This week, President Obama will welcome African leaders to Washington for the first US-Africa Leaders Summit. Although a broad range of topics will be discussed -- from investing in healthcare to improving security - the central theme of the conference will be on unlocking Africa's economic opportunities and investing in the continent's next generation.
The African continent has made giant strides in recent years. In the past decade, many African countries have implemented difficult political and structural reforms that are now bearing fruit. The size of the African economy has more than tripled since 2000; and, today, Africa is one of the fastest growing regions in the world, second only to South East Asia. The fiscal outlook for most African economies has greatly improved, and most macroeconomic indicators are trending the desired direction. The continent has a rapidly expanding middle class, roughly equal in size to that of India. The region is also on the cusp of a demographic transition, and by 2035, Africa will have a combined labor force larger than that of China. The African continent is undoubtedly on the rise and ripe with opportunities for investment across multiple sectors.
While the "Africa rising" narrative is no longer news, some parts of the world -- particularly the West -- have been slow to seize the continent's emerging opportunities. Although Western Europe still accounts for the highest FDI flows to Africa due to historical ties, investments into Africa from other emerging markets are rising much faster.

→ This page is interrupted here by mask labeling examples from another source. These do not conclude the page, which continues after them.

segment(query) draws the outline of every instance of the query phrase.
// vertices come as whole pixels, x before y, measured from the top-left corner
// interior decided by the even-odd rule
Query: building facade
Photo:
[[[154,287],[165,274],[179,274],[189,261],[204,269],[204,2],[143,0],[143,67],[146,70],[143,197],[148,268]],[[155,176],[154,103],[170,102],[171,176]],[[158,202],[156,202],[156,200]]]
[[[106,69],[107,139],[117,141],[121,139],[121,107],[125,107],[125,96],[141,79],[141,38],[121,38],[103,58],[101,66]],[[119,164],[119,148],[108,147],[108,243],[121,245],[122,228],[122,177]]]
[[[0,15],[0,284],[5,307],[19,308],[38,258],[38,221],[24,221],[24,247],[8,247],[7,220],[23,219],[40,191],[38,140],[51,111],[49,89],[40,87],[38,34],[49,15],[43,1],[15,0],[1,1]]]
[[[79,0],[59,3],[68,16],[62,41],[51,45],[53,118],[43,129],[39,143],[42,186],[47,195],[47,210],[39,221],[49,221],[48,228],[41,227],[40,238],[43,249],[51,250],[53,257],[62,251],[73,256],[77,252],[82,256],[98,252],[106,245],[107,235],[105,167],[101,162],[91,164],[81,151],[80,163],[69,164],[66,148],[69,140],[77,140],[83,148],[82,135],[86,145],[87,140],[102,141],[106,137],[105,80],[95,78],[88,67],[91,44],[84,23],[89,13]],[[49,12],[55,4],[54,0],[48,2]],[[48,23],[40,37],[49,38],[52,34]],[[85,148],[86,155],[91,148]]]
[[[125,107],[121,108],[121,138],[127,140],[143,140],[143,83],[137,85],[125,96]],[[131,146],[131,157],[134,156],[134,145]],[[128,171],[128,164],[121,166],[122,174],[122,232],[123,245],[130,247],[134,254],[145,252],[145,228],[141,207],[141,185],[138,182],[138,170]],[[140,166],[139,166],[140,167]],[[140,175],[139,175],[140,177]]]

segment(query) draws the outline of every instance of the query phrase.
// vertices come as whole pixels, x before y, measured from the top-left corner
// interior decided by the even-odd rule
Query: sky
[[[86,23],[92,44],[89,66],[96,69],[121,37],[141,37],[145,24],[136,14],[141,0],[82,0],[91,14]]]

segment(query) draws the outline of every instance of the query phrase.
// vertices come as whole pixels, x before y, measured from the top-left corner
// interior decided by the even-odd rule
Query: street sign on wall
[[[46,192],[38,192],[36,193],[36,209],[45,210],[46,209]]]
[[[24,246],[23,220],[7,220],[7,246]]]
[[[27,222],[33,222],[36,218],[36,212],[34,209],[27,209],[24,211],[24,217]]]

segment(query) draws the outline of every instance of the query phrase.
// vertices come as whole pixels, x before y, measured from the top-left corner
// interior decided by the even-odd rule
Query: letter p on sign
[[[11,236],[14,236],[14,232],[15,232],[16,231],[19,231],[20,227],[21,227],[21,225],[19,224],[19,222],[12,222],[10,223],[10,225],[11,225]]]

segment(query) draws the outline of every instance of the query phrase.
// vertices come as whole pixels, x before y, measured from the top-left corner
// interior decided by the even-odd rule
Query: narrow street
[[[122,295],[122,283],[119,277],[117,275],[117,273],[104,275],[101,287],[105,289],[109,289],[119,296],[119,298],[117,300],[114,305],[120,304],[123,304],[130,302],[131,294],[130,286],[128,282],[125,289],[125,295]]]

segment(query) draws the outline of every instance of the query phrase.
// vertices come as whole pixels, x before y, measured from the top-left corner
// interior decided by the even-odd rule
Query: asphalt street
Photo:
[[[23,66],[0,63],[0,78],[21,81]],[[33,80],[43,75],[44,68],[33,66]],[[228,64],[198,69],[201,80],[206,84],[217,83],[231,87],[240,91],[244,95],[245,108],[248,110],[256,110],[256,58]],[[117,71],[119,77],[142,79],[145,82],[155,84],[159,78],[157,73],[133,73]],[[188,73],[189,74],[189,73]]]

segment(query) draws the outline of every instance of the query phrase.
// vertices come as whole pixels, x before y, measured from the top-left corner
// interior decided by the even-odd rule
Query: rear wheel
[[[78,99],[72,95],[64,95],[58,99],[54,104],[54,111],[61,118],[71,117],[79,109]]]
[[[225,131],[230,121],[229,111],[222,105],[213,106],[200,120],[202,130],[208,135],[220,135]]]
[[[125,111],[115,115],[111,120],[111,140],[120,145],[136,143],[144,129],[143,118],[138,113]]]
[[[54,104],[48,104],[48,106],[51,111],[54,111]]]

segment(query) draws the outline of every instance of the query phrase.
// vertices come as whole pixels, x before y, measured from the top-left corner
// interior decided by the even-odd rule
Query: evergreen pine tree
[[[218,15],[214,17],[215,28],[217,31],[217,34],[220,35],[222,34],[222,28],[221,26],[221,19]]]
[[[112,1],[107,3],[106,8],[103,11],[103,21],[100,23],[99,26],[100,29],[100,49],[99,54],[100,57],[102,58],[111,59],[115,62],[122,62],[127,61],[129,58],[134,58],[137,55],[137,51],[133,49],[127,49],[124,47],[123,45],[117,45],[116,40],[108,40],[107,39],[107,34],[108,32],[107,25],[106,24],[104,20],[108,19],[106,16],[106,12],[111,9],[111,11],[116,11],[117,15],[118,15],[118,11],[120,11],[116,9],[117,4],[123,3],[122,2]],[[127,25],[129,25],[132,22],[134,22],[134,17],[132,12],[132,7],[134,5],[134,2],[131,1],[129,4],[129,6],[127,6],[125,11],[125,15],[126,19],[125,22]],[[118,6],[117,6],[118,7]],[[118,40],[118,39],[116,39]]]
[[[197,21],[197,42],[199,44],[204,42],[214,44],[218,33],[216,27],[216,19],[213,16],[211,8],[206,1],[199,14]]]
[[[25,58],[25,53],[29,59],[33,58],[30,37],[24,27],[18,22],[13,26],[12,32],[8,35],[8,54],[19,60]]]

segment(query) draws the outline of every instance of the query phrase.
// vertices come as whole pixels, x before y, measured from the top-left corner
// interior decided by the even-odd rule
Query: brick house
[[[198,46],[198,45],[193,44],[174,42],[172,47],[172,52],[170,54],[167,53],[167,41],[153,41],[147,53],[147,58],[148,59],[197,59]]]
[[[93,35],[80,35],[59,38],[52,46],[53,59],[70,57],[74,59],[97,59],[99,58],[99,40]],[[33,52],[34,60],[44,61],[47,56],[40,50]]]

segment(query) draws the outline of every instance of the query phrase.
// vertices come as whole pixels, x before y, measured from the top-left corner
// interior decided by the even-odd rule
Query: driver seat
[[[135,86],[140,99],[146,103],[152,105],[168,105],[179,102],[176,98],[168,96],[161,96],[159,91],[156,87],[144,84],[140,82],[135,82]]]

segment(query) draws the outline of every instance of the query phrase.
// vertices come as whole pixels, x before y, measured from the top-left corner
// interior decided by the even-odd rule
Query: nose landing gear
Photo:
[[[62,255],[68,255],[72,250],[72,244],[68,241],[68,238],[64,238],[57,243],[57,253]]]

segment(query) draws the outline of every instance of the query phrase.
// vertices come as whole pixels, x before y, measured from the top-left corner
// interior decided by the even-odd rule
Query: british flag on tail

For example, over the past decade, the share of FDI projects in Africa from Western Europe and North America declined by 9 percent and 52 percent respectively. At the same time, the corresponding shares from Asia Pacific and the Middle East rose by 19 percent and 27 percent respectively. While the total number of new project investments from emerging markets grew by 157 percent between 2007 and 2012, new projects from developed countries grew by only 50 percent during the same period. India has now overtaken the UK and France as the largest single source of foreign firms investing in Africa's manufacturing industries.
Africa's trade with the rest of the world has followed a similar pattern. The developed countries' share of trade with Africa has declined as trade with other markets, particularly in the developing world, has picked up. Africa's total trade with the BRICS reached US$340 billion in 2012 representing a more than tenfold increase over the course of a decade. Not surprisingly, China has been Africa's largest trading partner since 2009.
While investors from emerging markets in Latin America and Asia are already seizing the window of opportunity to invest in Africa, their Western counterparts have been slower to act. It would seem that the West remains stuck in Africa's lingering perception gap and has continued to prioritize aid in its engagements with Africa. While aid is undoubtedly important for the region's development -- and still constitutes a significant portion of budgets in some African countries -- it is simply not enough to cover Africa's significant investment needs. For example, the World Bank estimates that $93 billion per year is needed over the next decade to tackle Africa's infrastructural challenges. However, current spending is only $45 billion, leaving considerable gaps which cannot be met solely from aid budgets. Aid can however be catalytic in leveraging additional infrastructure and other investments. Many donors realize this and are now using aid in a more catalytic fashion.
With the high rates of return realized by investors across the African continent, investments provide a win-win option for both Africa and the West. Western investors must overcome their perception gaps and get on board before the window of opportunity narrows. This is the song that African leaders have been singing for almost a decade now. Obama's US-Africa Leaders Summit is evidence that this tune is finally catching on!